同院は看護専門学校を持つ。院長は学校長も兼ねている。「最近、少子化で看護学校の入学者も減少している。地域の人に病院あるいは看護学校を知ってもらい、看護師を志す人に来ていただきたいと思っています」。学長自ら先生として教壇に立つ。「教科書を読んでいても医学用語が並んでいるだけだから、教科書を見るだけでは絶対理解できない。それをどうやって噛み砕いて説明するか、ということで苦労しています」。
文化祭や七夕コンサートではスタッフや生徒に交じってパフォーマンスを披露する。場を盛り上げようと誰よりも楽しく踊る院長の出演で、会場は大いに盛り上がる。「お調子者なんですよ。若い頃から忘年会では宴会部長でいろいろ踊ってましたし。僕なりの看護学生たちへのエールのつもりです。でももうちょっとカッコいいところ見せたいし、ダンス習いに行こうかな?」と笑う。
三重大学医学部卒業後は三重大学第一外科(現在の肝胆膵・移植外科)に入局した。1999年から同院に赴任。10年間外科医として研鑽を積んだ。新しいことにチャレンジしていくことが好き。当時黎明期であった内視鏡手術をいち早く導入し、可能な限り研究会や学会に出席し、技術をマスター。県の内視鏡手術の先駆けとなった。

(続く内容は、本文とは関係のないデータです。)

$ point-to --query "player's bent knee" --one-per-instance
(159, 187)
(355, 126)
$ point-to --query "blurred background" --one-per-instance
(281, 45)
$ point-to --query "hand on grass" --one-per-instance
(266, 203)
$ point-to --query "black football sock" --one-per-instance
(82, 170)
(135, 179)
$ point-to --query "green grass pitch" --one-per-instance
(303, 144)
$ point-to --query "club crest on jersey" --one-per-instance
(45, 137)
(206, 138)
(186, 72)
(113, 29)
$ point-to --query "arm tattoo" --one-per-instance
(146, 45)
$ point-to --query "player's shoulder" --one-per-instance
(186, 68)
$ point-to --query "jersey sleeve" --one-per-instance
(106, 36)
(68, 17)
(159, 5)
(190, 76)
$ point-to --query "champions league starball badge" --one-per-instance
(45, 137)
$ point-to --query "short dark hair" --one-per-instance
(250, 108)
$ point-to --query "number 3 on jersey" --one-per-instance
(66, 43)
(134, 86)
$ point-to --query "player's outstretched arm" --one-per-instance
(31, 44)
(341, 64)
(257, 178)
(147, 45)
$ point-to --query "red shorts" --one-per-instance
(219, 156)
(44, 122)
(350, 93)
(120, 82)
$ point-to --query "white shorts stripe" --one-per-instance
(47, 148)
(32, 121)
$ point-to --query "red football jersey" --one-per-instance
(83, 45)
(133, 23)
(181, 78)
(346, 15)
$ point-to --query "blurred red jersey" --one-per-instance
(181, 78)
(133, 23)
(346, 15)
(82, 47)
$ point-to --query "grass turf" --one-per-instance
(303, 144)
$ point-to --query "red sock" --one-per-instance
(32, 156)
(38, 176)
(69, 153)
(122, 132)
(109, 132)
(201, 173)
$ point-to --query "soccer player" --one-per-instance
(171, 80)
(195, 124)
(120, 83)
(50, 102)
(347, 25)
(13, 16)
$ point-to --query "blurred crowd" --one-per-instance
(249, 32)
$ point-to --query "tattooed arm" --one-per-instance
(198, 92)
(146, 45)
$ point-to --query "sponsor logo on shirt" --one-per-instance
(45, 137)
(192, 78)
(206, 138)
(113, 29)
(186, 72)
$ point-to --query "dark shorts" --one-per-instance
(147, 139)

今チャレンジされていることは?と聞くと「院長職」と即答。「こちらへくるまで病院の経営なんて何も知らなかった。経営だけではない。ハラスメントや医療安全などいろいろな課題があって奥が深い。そのうえコロナや災害など次から次へと難しい課題がふりかかります。難しいですがやりがいがあります。みんなが活き活きと働ける職場にしていくことが私の使命です」。
「スタッフは厳しいコロナ禍を乗り越え、たくましく成長しています。ますます地域の医療機関や住民の皆様から信頼される病院となれるよう、診療機能や医療の質を高めていきたいと思います。これからも救急医療、周産期医療、がん医療など地域に求められる医療をしっかりと支えていきます」と力を込めた。